Skocz do zawartości

[wypadek] torun, rowerzysta vs dziecko [video]


demek

Rekomendowane odpowiedzi

W takim razie nie ma sensu aby rowerzysta trzymał się prawej krawędzi drogi - najlepiej niech jedzie środkiem pasa skoro co poniektórzy potrzebują cały dodatkowy pas aby bezpiecznie wyprzedzić i problemu nie będzie ,a bezpieczeństwo wzrośnie. Jeżeli jadę przepisowo w mieście 1m jest wystarczający ,poza strefą zabudowy gdzie prędkości są większe oczywistą sprawą jest ,że lepiej jest zachować znacznie większy dystans bo dochodzi podmuch wiatru. Ile ludzi tyle poglądów ,najważniejsze żeby nie zrobić nikomu krzywdy i nie powodować zbędnego ryzyka ,każdy kto korzysta z drogi chce się czuć na niej bezpiecznie i nie ma sensu wyganiać z niej co poniektórych bo mija się to z celem. Tak jak kurczak2 napisał - "droga jest dla wszystkich" i niech tak pozostanie.

 

Ehh... nie wytrzymałem :sweat: musiałem to napisać.

Odnośnik do komentarza
Udostępnij na innych stronach

Jeżeli jadę przepisowo w mieście 1m jest wystarczający

 

wyprzedzę takiego nie zachowując dokładnie 1m ale trochę mniej i nic się nie dzieje

 

 

:) Pomijając studzienkę zawsze może zdarzyć się jak napisał słusznie @@bees, jakiś oszołom otwierający drzwi bez zerknięcia w lusterko albo jak w temacie wybiegające dziecko...

 

Wracając z pracy zwracałem szczególna uwagę ile jest miejsca na pasie. Ani na dwu ani na jednopasmówce na trasie mojego przejazdu nie było dość miejsca żeby zachowując przepisowy metr zmieściło się i auto i rower. Zastanów się czy przypadkiem skoro się mieścisz to nie jesteś jednym z tych kierowców których wszyscy tak kochamy za to że mijają nas w odległości 20-30cm.

 

A to co napisałeś że rowerzysta a powinien w takim razie jeździć środkiem to dziwne stwierdzenie jak na kierowcę. Powinieneś czuć tą olbrzymią różnicę w wyprzedzeniu bez całkowitej zmiany pasa i z koniecznością całkowitego zjechania na pas przeciwległy.

Odnośnik do komentarza
Udostępnij na innych stronach

Gdy sytuacja jest czysta, na długiej prostej, 1:1, zwykle kierowcy zachowują należyty odstęp.
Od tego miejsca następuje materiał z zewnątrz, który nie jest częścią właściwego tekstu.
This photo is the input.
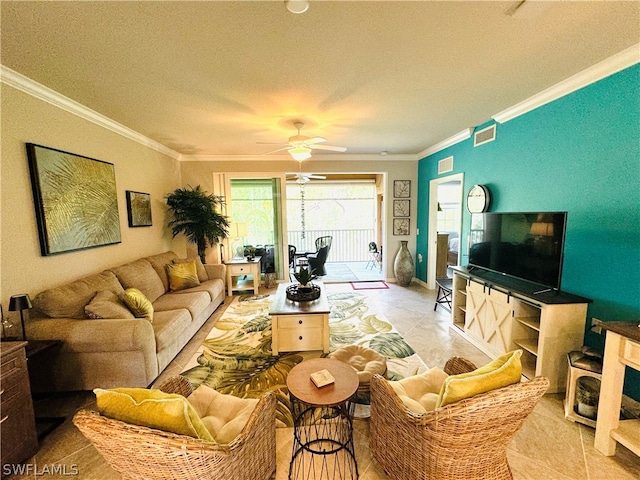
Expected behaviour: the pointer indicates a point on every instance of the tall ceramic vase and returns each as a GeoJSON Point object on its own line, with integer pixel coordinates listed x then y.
{"type": "Point", "coordinates": [403, 266]}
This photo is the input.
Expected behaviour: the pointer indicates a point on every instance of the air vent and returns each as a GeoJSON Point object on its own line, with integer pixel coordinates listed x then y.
{"type": "Point", "coordinates": [485, 135]}
{"type": "Point", "coordinates": [445, 165]}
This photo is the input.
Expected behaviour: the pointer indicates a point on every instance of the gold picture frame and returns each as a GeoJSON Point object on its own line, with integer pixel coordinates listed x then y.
{"type": "Point", "coordinates": [139, 209]}
{"type": "Point", "coordinates": [75, 200]}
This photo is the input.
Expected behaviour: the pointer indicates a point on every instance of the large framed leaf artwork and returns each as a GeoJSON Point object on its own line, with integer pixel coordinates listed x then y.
{"type": "Point", "coordinates": [75, 200]}
{"type": "Point", "coordinates": [139, 209]}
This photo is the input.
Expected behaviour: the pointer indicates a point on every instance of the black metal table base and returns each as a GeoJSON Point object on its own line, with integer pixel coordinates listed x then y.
{"type": "Point", "coordinates": [323, 442]}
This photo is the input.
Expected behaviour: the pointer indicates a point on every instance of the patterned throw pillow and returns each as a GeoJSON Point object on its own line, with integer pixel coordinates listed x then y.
{"type": "Point", "coordinates": [106, 304]}
{"type": "Point", "coordinates": [139, 305]}
{"type": "Point", "coordinates": [182, 275]}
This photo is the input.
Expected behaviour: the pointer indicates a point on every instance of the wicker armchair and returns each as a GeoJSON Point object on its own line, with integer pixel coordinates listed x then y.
{"type": "Point", "coordinates": [137, 452]}
{"type": "Point", "coordinates": [466, 440]}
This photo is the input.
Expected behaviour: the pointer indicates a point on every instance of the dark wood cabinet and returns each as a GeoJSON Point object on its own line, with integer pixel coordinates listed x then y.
{"type": "Point", "coordinates": [18, 426]}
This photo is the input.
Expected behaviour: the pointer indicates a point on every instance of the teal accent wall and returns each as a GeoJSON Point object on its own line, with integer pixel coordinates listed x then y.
{"type": "Point", "coordinates": [580, 154]}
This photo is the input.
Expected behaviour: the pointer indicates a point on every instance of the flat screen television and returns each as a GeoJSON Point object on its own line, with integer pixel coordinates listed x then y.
{"type": "Point", "coordinates": [527, 246]}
Niestety praktyka jest taka, że rowerzystę wyprzedza się zawsze i wszędzie, bez względu na to, czy jest miejsce oraz w miejscach skrajnie niebezpiecznych (przykład). Nie ważne, że ktoś jedzie z przeciwka, nie ważne, że skrzyżowanie, nie ważne, że nic nie widać co jest za zakrętem. Rowerzystę się wyprzedza i koniec. Wtedy zaczyna się wyprzedzanie na odległość kartki papieru itp. Dlatego też jak czytam, ze kierowcy nie potrafią wyprzedzać, bo zostawiają za dużo miejsca, to włos mi się na głowie jeży. Należy wyprzedzać BEZPIECZNIE, bo w wyprzedzaniu jako takim, to można powiedzieć, że Polacy są mistrzami.

Odnośnik do komentarza
Udostępnij na innych stronach

Co prawda to prawda.

Przez to że to amator - obejrzyjcie powoli film - zrobił OTB - tylne koło poderwało przed uderzeniem,

mały pewnie żyje :)

 

Gdybym wjechał swoimi 95kg w dzieciaka + 12kg rower, to podejrzewam, że nie pobiegłoby beztrosko..

 

 

PS

 

widzę teraz, że to stary temat... eh zagapiłem się :)

Odnośnik do komentarza
Udostępnij na innych stronach

W takim razie nie ma sensu aby rowerzysta trzymał się prawej krawędzi drogi - najlepiej niech jedzie środkiem pasa skoro co poniektórzy potrzebują cały dodatkowy pas aby bezpiecznie wyprzedzić i problemu nie będzie

 

Jak cały pas? Może 1/3 potrzebna pasa sąsiedniego, ale jak coś nim jedzie to przecież na niego nie wjedziesz...

 

@up, w którą stronę klikać?

Odnośnik do komentarza
Udostępnij na innych stronach

Wy kurczak i trupek szukacie dziury w całym. Chcecie być wyprzedzani bezpiecznie, a jednocześnie narzekacie, że kierowcy zostawiają "za dużo" miejsca.
Naprawdę cisną mi się na usta niecenzuralne słowa jak czytam te wypociny przedstawiające waszą "logikę".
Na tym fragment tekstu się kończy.